SHELL ["/bin/bash", "-c"]
RUN set -o pipefail && pip install --no-build-isolation . 2>&1 | tee /tmp/build.log
# Stage 2: Inject ONLY the .so files into the pristine stock image
FROM vllm/vllm-openai:cu130-nightly
COPY --from=builder /usr/local/lib/python3.12/dist-packages/vllm/_C.abi3.so \
/usr/local/lib/python3.12/dist-packages/vllm/_C.abi3.so
COPY --from=builder /usr/local/lib/python3.12/dist-packages/vllm/_moe_C.abi3.so \
/usr/local/lib/python3.12/dist-packages/vllm/_moe_C.abi3.so
Step 4: Build (~90 min on ARM64)
docker build -f Dockerfile.sm121-inject -t vllm-custom:sm121-inject .
Step 5: Verify
# Check for Blackwell cubins
docker run --rm --entrypoint bash vllm-custom:sm121-inject -c \
'cuobjdump -lelf /usr/local/lib/python3.12/dist-packages/vllm/_C.abi3.so | grep -c sm_120'
# Should show 50+ cubins (ours: 52)
# Verify version matches stock
docker run --rm --entrypoint python3 vllm-custom:sm121-inject -c \
'import vllm; print(vllm.__version__)'
# Should match your base image version exactly
Step 6: Launch
docker run -d --name qwen35 --gpus all --ipc host --shm-size 64gb \
-p 8000:8000 \
-e VLLM_FLASHINFER_MOE_BACKEND=latency \
-e VLLM_TEST_FORCE_FP8_MARLIN=1 \
-v /path/to/huggingface/cache:/root/.cache/huggingface \
vllm-custom:sm121-inject \
Qwen/Qwen3.5-35B-A3B \
--served-model-name qwen3.5-35b \
--port 8000 --host 0.0.0.0 \
--max-model-len 32768 \
--gpu-memory-utilization 0.65 \
--quantization fp8 --kv-cache-dtype fp8
Results
| Config | Single-Request | Improvement |
|--------|---------------|-------------|
| Stock image (no native kernels) | 13.3 tok/s | — |
| SM121-inject (52 Blackwell cubins) | 48.6 tok/s | 3.65x |
Consistent across 3 runs (48.7, 48.6, 48.6). Qwen3.5-35B-A3B, FP8, max_tokens=600.
Key Learnings
-
SM121 ≠ SM120 for microscaling. SM121 (GB10/DGX Spark) lacks the
cvt.e2m1x2instruction that SM120 (datacenter Blackwell) has.
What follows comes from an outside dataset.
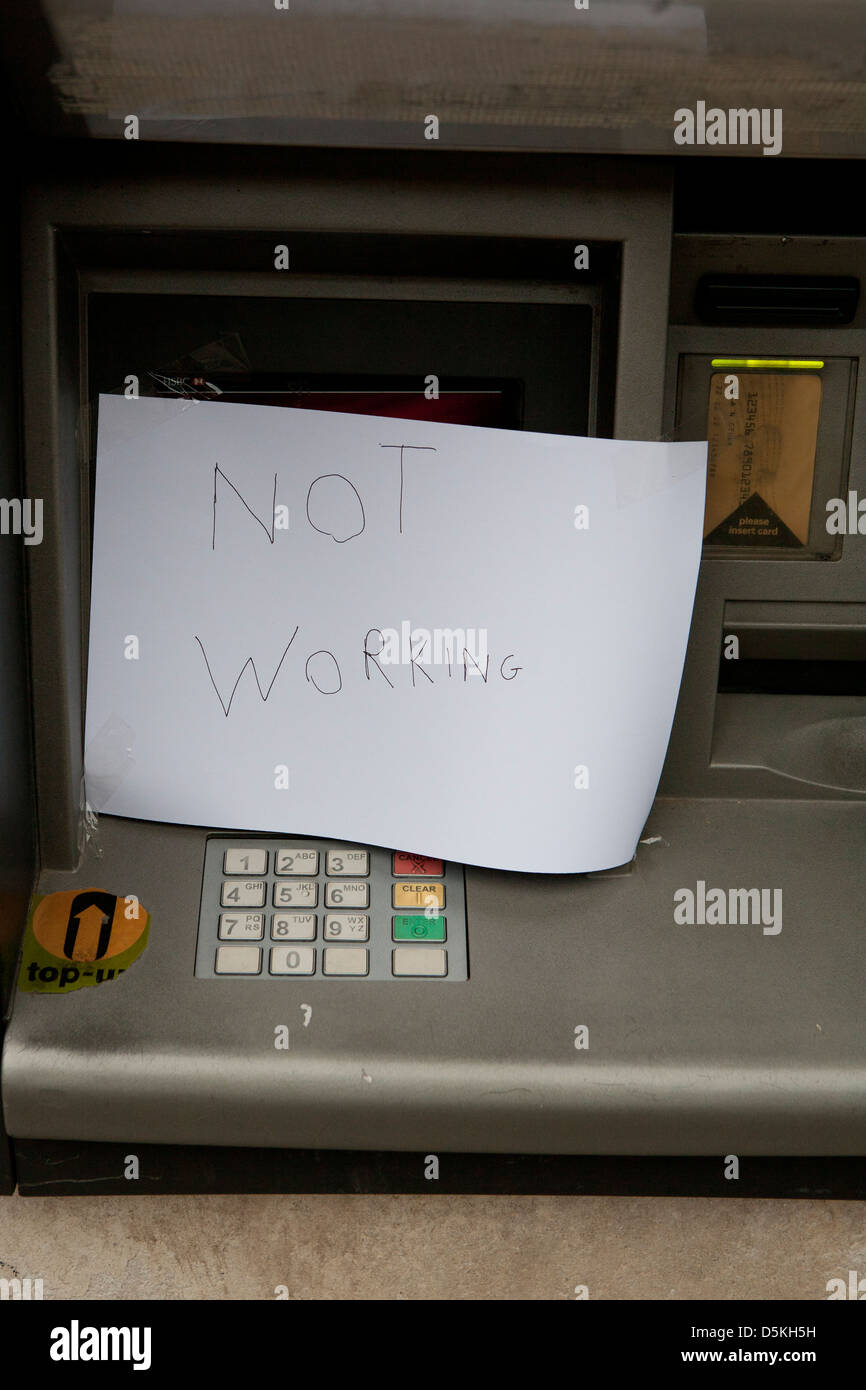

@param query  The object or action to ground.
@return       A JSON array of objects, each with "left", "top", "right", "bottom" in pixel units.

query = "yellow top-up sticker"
[{"left": 18, "top": 888, "right": 150, "bottom": 994}]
NVFP4 kernels will never compile for SM121 — this is a hardware limitation, not a software bug. -
Don’t rebuild the full package.
pip install .resolves the entire dependency tree and can break model support. The multi-stage .so injection preserves the stock image’s Python code and dependencies while replacing only the compiled kernels. -
VLLM_TEST_FORCE_FP8_MARLIN=1is essential. Without this, vLLM may select a CUTLASS scaled_mm path that produces NaN logits on SM121. Marlin FP8 is stable and fast. -
The cubins say sm_120, not sm_121. Despite setting
TORCH_CUDA_ARCH_LIST="12.1", the v0.17.0rc1 CMake produces sm_120 cubins. This is fine — SM121 runs sm_120 code natively via forward compatibility. All community builds (hellohal2064, namake-taro, sesmanovic) also target sm_120. -
CPATHandLIBRARY_PATHare required. The stock vLLM Docker image uses pip-installed CUDA packages. Headers likecusparse.hare at/usr/local/lib/python3.12/dist-packages/nvidia/cu13/include, not the standard CUDA path.
Environment
-
NVIDIA DGX Spark (GB10, SM121, 128GB LPDDR5x unified memory)
-
Driver 580.142, CUDA 13.0
-
Base image:
vllm/vllm-openai:cu130-nightly(v0.17.0rc1, March 6 2026) -
Model: Qwen/Qwen3.5-35B-A3B (FP8 on-the-fly quantization)
What’s Next
-
Testing SM120-targeted build (
TORCH_CUDA_ARCH_LIST="12.0", zero patches, all kernels compile) for comparison -
Concurrent throughput benchmarks (8-18 simultaneous requests)
-
Investigating the
marlin_utils_fp8.pyruntime check that still warns about missing native FP8 (the kernels are there, the Python check doesn’t know it) -
Async scheduling and prefix caching on the new build
Happy to answer questions. The full lab notebook with every failed attempt and fix is available if anyone wants the gory details.